New York – Ten years after prominent lawyer and author Alan Dershowitz agreed to donate his papers to his alma mater, Brooklyn College, the collection of letters, case files, photos and other materials opened to scholars and the public on Monday.
The 1,000 boxes of materials include correspondence with high-profile clients including Claus von Bulow, Leona Helmsley and Mike Tyson, but attorney-client privilege will keep some of the papers private.
Brooklyn College is part of the public City University of New York system and was free when Dershowitz attended in the 1950s. He chose the college for his papers to show his gratitude for the education he received there.
“Brooklyn College really changed my life,” Dershowitz said in a telephone interview Monday.
Dershowitz said he had “about a 68 average” in high school. “My life changed so dramatically between high school and college, basically from being a loser to being a winner,” he said.
He added, “I think I’d be selling shoes in downtown Brooklyn today if not for Brooklyn College.”
It was Professor Anthony Cucchiara, the college’s archivist, who asked for the collection when Dershowitz called with a research question in 2001.
“I asked him, ‘Have you considered where you’re going to deposit your papers?'” Cucchiara recalled.
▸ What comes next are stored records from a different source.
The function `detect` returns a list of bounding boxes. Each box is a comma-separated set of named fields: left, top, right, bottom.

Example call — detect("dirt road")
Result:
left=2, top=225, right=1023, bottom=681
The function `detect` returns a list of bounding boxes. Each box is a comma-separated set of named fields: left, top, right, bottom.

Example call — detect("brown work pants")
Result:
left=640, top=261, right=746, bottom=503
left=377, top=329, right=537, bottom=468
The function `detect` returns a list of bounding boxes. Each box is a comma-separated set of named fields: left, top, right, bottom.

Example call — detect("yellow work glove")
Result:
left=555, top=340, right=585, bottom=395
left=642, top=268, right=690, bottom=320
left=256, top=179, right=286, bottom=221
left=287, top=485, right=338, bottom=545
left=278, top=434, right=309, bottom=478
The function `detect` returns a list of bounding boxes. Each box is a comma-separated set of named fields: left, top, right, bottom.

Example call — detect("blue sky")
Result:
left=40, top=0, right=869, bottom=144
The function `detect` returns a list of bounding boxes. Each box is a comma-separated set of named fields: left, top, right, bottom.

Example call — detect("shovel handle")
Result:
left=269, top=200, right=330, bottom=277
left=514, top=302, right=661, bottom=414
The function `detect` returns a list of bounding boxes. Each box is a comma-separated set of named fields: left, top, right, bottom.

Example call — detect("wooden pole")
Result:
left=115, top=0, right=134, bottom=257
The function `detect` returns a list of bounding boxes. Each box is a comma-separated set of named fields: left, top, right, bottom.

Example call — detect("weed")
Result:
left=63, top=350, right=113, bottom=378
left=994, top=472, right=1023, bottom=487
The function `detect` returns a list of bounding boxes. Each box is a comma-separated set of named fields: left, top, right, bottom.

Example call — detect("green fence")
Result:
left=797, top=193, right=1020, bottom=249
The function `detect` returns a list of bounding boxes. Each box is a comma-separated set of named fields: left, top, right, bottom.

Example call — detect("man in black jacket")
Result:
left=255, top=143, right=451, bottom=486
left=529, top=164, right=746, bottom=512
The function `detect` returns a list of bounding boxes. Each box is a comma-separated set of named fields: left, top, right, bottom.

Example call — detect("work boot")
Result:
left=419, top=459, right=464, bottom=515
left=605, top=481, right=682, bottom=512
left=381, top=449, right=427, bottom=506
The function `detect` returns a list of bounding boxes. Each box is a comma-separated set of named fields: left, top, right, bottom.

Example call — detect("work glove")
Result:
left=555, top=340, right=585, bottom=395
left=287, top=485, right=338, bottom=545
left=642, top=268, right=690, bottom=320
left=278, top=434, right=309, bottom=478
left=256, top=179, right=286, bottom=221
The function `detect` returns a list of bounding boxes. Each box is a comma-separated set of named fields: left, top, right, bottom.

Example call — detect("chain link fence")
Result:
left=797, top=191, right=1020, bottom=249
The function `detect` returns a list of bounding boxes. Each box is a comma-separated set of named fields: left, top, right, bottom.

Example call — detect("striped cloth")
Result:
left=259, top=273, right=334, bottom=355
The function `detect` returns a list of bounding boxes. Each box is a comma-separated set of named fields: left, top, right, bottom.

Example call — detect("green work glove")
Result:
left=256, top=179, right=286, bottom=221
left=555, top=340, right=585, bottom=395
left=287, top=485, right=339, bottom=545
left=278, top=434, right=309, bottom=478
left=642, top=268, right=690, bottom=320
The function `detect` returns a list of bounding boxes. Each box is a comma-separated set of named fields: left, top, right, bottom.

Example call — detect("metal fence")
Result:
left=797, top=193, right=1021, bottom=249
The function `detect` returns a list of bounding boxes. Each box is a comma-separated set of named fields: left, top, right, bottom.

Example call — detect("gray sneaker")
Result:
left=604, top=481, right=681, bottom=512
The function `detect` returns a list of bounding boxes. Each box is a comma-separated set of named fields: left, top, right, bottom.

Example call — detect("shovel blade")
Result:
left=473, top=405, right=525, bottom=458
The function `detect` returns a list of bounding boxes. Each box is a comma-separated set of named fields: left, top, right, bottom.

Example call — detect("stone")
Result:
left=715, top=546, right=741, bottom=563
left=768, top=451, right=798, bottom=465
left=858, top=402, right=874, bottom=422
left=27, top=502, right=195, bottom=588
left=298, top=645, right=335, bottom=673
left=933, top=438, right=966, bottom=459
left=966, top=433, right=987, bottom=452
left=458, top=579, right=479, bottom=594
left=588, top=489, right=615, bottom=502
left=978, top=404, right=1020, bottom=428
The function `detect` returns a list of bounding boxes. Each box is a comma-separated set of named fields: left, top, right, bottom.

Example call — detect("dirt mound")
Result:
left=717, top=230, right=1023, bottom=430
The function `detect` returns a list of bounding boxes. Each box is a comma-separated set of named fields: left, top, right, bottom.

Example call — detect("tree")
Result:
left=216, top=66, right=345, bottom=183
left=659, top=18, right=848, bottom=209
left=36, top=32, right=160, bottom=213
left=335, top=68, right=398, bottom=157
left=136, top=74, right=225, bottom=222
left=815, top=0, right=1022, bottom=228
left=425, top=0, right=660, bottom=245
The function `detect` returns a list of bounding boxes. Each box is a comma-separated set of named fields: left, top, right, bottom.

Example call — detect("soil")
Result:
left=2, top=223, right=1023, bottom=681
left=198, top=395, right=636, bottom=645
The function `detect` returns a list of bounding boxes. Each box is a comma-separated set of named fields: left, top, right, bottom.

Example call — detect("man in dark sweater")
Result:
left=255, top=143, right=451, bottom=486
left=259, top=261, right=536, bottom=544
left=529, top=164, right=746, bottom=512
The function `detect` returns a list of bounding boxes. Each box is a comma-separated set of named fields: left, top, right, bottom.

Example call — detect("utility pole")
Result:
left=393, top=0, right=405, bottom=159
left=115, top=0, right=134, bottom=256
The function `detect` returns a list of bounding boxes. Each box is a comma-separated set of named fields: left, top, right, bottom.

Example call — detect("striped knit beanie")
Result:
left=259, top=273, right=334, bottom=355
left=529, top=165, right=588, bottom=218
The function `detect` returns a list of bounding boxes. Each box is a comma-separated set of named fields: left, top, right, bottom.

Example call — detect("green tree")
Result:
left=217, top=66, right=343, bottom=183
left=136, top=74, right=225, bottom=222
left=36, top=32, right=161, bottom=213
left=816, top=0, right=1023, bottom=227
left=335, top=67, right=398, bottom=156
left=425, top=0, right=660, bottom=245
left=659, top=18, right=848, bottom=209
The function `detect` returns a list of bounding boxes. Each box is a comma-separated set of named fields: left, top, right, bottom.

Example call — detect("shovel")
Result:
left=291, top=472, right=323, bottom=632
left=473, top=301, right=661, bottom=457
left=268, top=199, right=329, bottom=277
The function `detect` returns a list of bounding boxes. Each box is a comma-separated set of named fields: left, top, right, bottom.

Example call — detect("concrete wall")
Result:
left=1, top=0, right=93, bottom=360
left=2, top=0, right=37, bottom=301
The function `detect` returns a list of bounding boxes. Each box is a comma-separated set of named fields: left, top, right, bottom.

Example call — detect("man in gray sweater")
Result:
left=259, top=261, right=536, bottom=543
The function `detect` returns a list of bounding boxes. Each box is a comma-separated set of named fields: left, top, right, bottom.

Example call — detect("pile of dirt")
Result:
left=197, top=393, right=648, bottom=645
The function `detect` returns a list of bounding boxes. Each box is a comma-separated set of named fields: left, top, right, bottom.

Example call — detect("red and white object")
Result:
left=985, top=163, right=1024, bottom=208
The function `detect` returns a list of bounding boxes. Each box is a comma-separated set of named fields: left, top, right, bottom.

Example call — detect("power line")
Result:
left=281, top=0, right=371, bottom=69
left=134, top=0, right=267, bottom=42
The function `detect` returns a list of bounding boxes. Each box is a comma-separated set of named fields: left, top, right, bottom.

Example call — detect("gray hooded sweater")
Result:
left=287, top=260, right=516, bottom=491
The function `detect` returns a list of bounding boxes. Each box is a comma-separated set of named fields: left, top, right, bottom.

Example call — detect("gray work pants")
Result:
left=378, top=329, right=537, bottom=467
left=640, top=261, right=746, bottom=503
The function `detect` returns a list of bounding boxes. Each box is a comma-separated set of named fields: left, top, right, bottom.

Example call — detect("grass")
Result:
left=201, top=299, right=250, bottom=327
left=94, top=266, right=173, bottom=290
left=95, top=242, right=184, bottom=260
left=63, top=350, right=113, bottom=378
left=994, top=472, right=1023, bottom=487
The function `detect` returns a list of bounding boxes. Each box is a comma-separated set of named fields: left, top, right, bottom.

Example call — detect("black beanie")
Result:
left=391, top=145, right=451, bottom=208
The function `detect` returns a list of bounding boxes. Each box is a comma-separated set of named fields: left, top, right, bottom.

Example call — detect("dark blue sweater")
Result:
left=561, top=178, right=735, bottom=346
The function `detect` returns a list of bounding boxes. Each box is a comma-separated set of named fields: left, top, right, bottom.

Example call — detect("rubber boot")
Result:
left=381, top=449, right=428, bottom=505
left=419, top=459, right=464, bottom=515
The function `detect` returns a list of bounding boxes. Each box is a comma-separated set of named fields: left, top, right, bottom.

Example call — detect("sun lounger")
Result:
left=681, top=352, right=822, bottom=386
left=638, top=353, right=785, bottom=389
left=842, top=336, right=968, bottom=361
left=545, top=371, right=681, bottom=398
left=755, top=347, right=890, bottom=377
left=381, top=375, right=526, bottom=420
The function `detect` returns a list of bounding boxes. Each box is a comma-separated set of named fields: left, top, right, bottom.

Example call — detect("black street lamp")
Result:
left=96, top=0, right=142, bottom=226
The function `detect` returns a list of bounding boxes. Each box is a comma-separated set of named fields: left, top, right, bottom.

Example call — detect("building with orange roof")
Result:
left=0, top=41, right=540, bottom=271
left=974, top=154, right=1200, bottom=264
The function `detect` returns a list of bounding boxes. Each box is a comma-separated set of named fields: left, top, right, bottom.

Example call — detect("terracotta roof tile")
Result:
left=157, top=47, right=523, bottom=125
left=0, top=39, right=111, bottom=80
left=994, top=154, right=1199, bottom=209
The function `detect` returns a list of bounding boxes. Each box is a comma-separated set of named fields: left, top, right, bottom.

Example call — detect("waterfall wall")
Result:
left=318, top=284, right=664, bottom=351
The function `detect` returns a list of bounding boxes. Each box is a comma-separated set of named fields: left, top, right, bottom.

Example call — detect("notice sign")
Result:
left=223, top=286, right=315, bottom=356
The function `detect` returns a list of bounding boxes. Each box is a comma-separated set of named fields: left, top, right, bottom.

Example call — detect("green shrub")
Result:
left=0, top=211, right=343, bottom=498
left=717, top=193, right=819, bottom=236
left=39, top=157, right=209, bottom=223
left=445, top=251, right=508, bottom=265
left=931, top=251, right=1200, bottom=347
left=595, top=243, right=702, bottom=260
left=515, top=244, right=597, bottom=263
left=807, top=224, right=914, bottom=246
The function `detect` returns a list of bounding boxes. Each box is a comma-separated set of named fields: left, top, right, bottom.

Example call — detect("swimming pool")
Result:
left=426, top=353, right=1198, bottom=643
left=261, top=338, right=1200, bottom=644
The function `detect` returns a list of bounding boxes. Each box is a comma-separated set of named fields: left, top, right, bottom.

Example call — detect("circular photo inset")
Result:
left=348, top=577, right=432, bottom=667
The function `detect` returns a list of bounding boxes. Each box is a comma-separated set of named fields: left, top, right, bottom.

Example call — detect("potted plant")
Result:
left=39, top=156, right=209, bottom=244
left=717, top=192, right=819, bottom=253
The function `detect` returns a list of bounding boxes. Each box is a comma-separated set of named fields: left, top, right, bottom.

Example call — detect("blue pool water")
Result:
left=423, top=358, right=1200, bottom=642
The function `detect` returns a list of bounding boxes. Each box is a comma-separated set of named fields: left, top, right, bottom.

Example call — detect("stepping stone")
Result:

Dershowitz didn’t need much persuading.
Dershowitz, 73, went on to Yale Law School after Brooklyn College and has taught at Harvard for decades. He has written several books including “Reversal of Fortune: Inside the von Bulow Case,” the basis of the 1990 film, and is known as a passionate advocate for Israel who speaks out frequently on the Arab-Israeli conflict.
Cucchiara said it has taken the better part of a decade to classify and preserve the materials that Dershowitz donated. Another fifty boxes are waiting to be cataloged, and more documents are delivered periodically.
Dershowitz said his 50-year legal career should yield plenty of material for scholars.
“I’ve done 33 murder cases,” he said. “They’ll see how I won them. I won them by the use of science. I have all the scientific material that I used in my cases from Claus von Bulow on.”
Additionally, he cited papers from his involvement in the movement to free Soviet dissidents such as Alexsandr Solzhenitsyn and Andrei Sakharov as well as First Amendment cases from the Pentagon Papers to Wikileaks.
A selection from the Dershowitz archive will be on view as an exhibit at the Brooklyn College Library until Jan. 3.
The exhibit includes a handwritten letter from Abbie Hoffman expounding on his Jewish identity and a thank-you note from Eliot Spitzer, a 1984 Harvard Law graduate who went on to become governor of New York before resigning in disgrace. Spitzer thanked Dershowitz “for what was without question the highlight of my law school education.”